La recensione
Le due Rose di Ritanna Armeni
Un romanzo di formazione nella Roma del ’68
Dove si trova la felicità? E di che cosa è fatta? A Rosa sembra di toccarla una prima volta quando, dal suo meridione, arriva a Roma come studentessa di lettere fuorisede negli anni in cui la Grande Storia si mostra come rivoluzione a lei, figlia di un padre operaio e di una mamma part-time alla Standa, mentre arriva nella capitale da una piccola città dove non vuole tornare senza aver messo in mezzo una laurea, antidoto a una vita angusta con dittatura del parrucchiere (quello imposto alle sue amiche una volta a settimana). Lei, Rosa, la protagonista di “Per strada è la felicità”, ultimo romanzo di Ritanna Armeni (ed. Ponte alle Grazie) non è come i fratelli né come le altre ragazze di provincia contente dell’invisibile recinto che le contiene e le imprigiona, e per questo è stata mandata all’università da un padre lungimirante, nel nuovo grande mondo fatto di tram e bar, folla brulicante e ponentino, libri e case in condivisione chiamate per brevità “Comune”, in un turbinio di assemblee, volantini e scantinati del ciclostile, schiavitù nascosta nell’apparente libertà.
È il 1968, e la Rosa studentessa sta per incontrare un’altra Rosa, la Rosa che le farà compagnia per i due anni successivi, oggetto cangiante della sua tesi di laurea: simbolo della lotta (fa Luxemburg di cognome), ma anche insospettabile paladina di un amore per la vita che a volte collide e a volte accompagna l’impegno nell’Internazionale. “Cinciallegra”: è quel soprannome dato da Rosa Luxemburg a se stessa a insospettire e affascinare per la prima volta Rosa – che intanto combatte con il movimento studentesco davanti alle fabbriche, e va ai cortei, e percorre tutte le tappe anche dolorose di un’educazione sentimentale e politica in cui il confine tra le due dimensioni sembra lì per lì inesistente, e si innamora di un compagno più intelligente degli altri che vuole non vuole l’amore borghese pur avendo un borghesissimo matrimonio. Chi è l’altra Rosa? si domanda Rosa mentre legge le lettere di Luxemburg a Leo, l’uomo che – scoprirà la ragazza – non ha capito chi fosse diventata, nel tempo, la donna che aveva di fronte.

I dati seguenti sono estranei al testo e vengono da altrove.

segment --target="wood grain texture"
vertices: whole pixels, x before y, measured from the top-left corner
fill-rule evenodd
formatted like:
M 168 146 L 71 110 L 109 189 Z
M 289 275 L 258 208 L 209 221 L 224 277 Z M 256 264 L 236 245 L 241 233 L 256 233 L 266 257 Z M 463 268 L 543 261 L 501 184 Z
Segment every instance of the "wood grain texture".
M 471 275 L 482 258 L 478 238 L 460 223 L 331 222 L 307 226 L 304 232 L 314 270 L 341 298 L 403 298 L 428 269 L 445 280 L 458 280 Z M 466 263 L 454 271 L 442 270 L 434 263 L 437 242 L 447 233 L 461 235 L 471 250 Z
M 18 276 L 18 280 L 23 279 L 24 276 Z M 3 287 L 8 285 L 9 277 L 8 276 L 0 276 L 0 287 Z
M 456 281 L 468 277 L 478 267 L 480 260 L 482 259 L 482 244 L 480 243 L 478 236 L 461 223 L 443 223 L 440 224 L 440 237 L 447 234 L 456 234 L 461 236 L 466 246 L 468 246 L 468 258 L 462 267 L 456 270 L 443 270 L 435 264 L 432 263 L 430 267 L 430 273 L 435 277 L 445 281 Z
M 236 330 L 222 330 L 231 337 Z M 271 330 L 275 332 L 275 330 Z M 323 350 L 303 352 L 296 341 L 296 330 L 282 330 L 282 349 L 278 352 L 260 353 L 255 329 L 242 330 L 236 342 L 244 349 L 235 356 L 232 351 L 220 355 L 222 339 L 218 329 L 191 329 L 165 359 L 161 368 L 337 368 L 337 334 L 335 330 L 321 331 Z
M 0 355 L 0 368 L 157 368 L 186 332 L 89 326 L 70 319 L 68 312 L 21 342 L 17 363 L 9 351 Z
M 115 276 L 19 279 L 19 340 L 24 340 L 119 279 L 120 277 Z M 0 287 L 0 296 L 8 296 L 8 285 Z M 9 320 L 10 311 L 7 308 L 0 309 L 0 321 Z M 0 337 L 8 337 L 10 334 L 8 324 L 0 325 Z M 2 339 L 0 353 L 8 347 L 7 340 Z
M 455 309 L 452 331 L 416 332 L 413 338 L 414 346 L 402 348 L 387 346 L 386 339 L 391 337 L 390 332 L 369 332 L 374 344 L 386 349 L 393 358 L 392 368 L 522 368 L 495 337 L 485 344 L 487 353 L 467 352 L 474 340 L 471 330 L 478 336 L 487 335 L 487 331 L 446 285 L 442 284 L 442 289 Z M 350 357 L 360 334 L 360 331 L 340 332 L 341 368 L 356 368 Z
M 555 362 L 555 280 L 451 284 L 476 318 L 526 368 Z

E osservando la sua eroina in uno specchio Rosa la vede insospettabilmente obbediente, nonostante la grandezza intellettuale, obbediente a un uomo che oltre alla passione non riesce a nascondere un filo di invidia. È un pensiero che all’inizio spaventa la Rosa studentessa nel 1969, quella che parla con gli operai sotto lo sguardo di Camillo, presente eppure sfuggente. Ed è un pensiero che non subito rompe la cupola di certezze delle sue compagne – dalla “pariolina” Antonella alla studiosa Luisa – tutte fidanzate con giovani rivoluzionari a cui tutte, senza accorgersene, portano idee, spunti, aiuto, lavoro, impegno ma senza riconoscimento. E sembra di vederle, le ragazze che animano le pagine del libro, mentre sbuffano al ciclostile e dipingono l’armadio, fino a che due eventi, uno privato, uno pubblico, arrivano a spezzare il ritmo di un Bildungsroman che chiede a tutte di fare una scelta.
Dall’America arrivano le prima notizie sul movimento femminista, ma è come se Rosa già sapesse, già capisse. È come se il mondo asfittico della lotta un passo indietro a qualcuno non le appartenesse più, come non le appartiene più quell’appagamento intermittente che le arriva da Camillo, ma sempre con un fondo di amarezza: lei è altro e vuole altro, non può permettere a se stessa il “rinsecchimento dell’animo”. La consapevolezza arriva durante un viaggio lampo nella Torino operaia – dove i meridionali sono relegati in dormitori fetidi, non graditi nelle trattorie. E prende forma tra lacrime e risate: i rivoluzionari sembrano più retrogradi dei loro padri, ma la felicità esiste, basta decidere di andare a prenderla.